Jonas A. Ohlsson, Anne E. Harman-Ware, Mats Sandgren, Anna Schnürer

Research output: Contribution to journalArticlepeer-review

8 Scopus Citations

Abstract

Biomass recalcitrance, the inherent resistance of plants towards deconstruction, negatively affects the viability of biorefineries. This trait is not only dictated by the properties of the biomass but also by the conversion system used and its interactions with specific features of the biomass. Here, biomass recalcitrance to anaerobic digestion (AD) was assessed using a biomethanation potential (BMP) assay. Plant material (n = 94) was selected from a large population of natural Salix viminalis accessions, previously evaluated for biomass recalcitrance using hydrothermal pretreatment–enzymatic hydrolysis. Correlations between yields from the two biological conversion systems were evaluated, as well as the influence of biomass compositional features, analyzed by pyrolysis-molecular beam mass spectrometry (py-MBMS), and other biomass physical properties on conversion performance. BMP values averaged 198.0 Nml CH4/g biomass after 94 days, ranging from 28.6 to 245.9. S lignin and carbohydrate-derived spectral features were positively correlated with performance under both systems, whereas G lignin, p-coumaric acid, and ferulic acid-derived ions were negatively correlated with yields and rates. Most spectral features were more strongly correlated with enzymatic hydrolysis yields compared to methane production.

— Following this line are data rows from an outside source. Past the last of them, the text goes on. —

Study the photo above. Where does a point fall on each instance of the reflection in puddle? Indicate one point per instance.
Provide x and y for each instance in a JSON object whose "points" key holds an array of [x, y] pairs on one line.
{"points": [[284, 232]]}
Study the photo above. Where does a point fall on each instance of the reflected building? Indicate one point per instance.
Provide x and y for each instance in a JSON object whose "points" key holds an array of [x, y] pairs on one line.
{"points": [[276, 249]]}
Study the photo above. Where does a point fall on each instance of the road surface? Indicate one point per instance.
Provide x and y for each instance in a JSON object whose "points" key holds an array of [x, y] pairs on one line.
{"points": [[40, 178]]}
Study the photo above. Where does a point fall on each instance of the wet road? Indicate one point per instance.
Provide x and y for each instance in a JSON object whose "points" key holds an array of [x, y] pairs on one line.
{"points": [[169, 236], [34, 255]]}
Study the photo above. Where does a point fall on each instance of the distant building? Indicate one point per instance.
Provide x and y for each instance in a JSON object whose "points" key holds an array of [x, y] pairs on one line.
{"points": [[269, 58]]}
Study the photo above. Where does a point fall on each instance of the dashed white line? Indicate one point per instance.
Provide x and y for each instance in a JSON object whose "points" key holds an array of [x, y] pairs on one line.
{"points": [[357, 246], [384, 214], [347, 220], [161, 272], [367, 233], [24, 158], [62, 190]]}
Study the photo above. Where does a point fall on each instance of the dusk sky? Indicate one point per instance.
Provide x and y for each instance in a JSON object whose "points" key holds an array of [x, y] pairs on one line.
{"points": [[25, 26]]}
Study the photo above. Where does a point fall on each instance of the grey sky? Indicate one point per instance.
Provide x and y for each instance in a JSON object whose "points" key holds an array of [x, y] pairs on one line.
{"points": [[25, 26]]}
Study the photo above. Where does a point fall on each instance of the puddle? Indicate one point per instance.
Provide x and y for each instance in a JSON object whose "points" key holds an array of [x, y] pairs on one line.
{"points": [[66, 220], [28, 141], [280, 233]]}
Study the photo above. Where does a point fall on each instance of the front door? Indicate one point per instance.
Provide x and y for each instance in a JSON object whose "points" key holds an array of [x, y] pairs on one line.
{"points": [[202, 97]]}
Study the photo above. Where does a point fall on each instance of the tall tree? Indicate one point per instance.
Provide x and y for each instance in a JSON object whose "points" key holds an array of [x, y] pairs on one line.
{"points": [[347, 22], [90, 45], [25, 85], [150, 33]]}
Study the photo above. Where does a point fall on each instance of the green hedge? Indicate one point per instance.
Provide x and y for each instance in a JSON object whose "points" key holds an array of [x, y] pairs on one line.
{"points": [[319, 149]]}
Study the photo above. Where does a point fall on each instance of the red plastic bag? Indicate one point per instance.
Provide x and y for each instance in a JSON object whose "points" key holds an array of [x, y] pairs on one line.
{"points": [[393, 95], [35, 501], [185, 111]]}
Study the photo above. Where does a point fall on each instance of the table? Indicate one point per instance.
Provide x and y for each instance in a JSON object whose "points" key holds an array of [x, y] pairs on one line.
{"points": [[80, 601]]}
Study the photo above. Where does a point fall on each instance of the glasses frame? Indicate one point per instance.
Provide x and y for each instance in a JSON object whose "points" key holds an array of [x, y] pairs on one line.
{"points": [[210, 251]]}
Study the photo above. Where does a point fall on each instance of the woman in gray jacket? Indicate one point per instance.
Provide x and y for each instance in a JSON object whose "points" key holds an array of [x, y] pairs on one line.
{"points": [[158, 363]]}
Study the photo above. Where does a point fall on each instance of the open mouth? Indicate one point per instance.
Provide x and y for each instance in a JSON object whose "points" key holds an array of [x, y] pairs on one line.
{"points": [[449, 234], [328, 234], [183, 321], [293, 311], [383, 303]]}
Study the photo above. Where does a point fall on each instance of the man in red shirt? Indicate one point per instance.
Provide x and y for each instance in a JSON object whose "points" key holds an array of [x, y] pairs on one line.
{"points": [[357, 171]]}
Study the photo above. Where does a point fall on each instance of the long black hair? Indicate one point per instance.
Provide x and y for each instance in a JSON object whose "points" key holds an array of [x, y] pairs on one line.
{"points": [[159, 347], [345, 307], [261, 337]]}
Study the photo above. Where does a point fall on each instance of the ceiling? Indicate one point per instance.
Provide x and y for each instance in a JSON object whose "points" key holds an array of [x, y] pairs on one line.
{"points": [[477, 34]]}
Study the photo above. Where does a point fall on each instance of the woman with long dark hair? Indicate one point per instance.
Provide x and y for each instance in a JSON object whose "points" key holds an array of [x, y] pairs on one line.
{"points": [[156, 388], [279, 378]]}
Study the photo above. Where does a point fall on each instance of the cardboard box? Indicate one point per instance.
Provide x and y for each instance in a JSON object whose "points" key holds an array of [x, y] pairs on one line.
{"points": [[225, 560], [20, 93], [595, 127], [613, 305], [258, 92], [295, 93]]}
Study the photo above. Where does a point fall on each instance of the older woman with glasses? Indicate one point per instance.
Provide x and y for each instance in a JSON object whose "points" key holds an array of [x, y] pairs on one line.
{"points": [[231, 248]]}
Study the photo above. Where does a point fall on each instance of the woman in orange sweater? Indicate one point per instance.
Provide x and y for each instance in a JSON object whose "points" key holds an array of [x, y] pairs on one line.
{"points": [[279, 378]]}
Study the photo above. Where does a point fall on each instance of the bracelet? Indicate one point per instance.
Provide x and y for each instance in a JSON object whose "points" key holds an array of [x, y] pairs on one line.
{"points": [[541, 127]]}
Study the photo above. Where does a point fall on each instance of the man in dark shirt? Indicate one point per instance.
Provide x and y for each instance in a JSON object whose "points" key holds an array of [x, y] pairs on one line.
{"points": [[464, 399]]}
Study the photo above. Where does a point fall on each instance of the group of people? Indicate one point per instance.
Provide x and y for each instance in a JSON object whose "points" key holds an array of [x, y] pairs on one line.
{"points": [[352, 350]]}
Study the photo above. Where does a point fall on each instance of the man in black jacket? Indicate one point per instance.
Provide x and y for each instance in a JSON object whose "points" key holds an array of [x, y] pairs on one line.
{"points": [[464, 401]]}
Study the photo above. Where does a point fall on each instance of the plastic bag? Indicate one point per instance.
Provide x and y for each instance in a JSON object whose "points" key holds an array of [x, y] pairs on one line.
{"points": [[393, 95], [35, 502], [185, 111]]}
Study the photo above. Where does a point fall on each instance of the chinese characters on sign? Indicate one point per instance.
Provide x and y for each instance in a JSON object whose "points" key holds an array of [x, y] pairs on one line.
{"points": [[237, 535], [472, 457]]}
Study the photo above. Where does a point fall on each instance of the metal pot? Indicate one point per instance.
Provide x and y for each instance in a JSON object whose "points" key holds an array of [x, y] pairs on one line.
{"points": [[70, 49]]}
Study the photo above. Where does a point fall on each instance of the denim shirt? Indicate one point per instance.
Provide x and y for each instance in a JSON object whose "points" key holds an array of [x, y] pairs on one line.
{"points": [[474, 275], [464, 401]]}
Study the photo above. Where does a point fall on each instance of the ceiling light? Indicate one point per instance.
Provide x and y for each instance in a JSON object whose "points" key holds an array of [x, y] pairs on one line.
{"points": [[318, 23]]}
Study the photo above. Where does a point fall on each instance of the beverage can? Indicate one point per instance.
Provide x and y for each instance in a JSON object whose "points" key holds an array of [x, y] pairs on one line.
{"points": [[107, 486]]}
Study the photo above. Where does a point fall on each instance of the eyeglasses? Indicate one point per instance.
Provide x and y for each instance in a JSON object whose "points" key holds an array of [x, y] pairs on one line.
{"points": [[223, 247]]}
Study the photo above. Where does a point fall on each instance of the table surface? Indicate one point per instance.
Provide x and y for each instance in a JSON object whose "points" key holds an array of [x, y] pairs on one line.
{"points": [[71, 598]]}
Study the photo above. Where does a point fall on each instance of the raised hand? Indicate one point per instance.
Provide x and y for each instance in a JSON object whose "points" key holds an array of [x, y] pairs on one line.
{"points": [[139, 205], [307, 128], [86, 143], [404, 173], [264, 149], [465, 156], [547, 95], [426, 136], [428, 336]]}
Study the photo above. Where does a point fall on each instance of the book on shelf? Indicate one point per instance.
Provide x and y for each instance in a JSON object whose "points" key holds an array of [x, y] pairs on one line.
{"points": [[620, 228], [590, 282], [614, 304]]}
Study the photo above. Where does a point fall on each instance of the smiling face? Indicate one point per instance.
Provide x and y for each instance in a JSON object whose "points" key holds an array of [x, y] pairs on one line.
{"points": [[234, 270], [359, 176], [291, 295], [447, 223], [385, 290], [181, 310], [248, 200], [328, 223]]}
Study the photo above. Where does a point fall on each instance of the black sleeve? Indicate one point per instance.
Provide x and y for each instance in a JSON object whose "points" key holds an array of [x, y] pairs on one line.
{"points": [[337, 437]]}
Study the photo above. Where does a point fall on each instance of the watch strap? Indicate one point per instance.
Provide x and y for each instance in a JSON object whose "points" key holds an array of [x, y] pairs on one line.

For early-stage methane production and rate, recalcitrance factors were similar compared to enzymatic hydrolysis, with weaker correlations observed at later timepoints. The results suggest that although variation in methane potential was considerably lower than enzymatic hydrolysis yields, a reduced recalcitrance under this system will still be of importance to improve early conversion rates. Spectral features of low methane-producing samples indicate the presence of inhibitory substances, warranting further study.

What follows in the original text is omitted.